Understanding Policy Iteration Algorithm Steps

Jan 13, 2025

Lecture on Policy Iteration Algorithm - Example by Alice Gao

Introduction

  • Previous videos covered high-level ideas of policy iteration algorithm.
  • Example execution of the policy iteration algorithm.
  • Small 2x2 grid world with goal states.
  • States of interest: S11 and S21 with rewards +1 and -1 respectively.

Grid World Setup

  • Non-goal state reward: -0.04.
  • Transition probabilities:
    • 80% intended direction.
    • 10% left of intended direction.
    • 10% right of intended direction.
  • Hitting a wall results in staying in the same location.

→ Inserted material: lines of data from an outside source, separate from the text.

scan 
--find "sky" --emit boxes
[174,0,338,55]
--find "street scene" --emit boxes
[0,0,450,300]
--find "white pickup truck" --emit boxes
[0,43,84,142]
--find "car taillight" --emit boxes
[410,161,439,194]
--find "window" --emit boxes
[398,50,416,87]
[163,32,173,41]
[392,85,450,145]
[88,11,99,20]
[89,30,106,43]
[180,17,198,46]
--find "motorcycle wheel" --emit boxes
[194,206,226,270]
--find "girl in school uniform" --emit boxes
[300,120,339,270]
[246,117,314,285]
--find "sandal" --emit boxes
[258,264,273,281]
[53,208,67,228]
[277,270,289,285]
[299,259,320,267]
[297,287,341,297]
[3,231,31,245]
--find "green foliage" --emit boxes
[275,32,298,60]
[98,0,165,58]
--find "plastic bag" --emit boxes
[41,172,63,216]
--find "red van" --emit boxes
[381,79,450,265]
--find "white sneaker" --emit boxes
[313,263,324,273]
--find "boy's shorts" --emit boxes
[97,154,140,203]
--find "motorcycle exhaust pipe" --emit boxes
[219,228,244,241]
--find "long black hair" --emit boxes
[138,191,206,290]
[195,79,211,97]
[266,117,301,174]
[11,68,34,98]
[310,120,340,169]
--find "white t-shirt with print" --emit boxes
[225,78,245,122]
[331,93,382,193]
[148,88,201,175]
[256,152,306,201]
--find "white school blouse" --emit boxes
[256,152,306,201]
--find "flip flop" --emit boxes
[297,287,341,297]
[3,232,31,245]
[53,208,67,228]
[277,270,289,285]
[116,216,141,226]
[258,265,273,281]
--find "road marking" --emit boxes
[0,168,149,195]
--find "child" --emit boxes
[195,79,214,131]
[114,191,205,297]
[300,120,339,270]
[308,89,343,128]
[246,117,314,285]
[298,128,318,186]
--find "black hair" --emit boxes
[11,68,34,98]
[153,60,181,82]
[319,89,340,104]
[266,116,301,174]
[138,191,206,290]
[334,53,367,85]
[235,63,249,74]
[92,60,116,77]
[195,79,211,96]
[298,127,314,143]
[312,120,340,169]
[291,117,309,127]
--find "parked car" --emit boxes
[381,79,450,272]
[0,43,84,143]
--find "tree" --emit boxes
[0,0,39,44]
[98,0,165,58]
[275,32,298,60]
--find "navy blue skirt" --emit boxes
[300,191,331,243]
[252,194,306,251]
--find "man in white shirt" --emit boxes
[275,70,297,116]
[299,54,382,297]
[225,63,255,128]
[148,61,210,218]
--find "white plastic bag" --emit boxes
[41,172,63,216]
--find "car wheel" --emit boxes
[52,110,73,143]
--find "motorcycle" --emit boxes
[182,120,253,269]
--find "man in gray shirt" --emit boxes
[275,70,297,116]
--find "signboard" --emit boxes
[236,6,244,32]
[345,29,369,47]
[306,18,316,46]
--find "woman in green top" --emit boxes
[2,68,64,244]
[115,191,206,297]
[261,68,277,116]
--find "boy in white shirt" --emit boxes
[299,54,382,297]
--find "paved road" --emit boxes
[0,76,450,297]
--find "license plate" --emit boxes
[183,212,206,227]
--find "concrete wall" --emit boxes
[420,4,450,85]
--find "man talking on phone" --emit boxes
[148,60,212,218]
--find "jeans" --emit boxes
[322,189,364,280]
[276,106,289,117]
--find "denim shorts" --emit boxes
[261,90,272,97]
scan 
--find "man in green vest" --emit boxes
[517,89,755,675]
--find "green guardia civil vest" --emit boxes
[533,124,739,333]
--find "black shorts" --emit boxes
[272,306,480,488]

Policy Iteration Algorithm Steps

  1. Policy Evaluation

    • Evaluate initial policy (going right in both states).
    • Use Bellman equations for utility values.
    • Linear system of equations due to fixed policy.
    • Solve for utilities: V(S11) = 0.75, V(S21) = -0.85.
  2. Policy Improvement

    • Derive new policy based on utility values.
    • Calculate expected utility for each potential policy direction.
    • S11 optimal policy remains going right.
    • S21 optimal policy changes to going up.
  3. Repeating the Process

    • Continue the iteration until policy stabilizes.
    • New policies:
      • S11 continues right.
      • S21 confirmed to go up.
    • Reevaluate utilities with updated policy: V(S11) = 0.918, V(S21) = 0.660.

Convergence

  • Continue alternating between evaluation and improvement until policy no longer changes.
  • Final policy: S11 goes right, S21 goes up.
  • Convergence reached, example complete.

Conclusion

  • Example illustrated how to execute policy iteration algorithm.
  • Detailed calculations ensure understanding of policy evaluation and improvement steps.
  • Termination upon policy stabilization signifies finding an optimal policy.

Closing Remarks

  • Thank you for watching, and see you in the next video.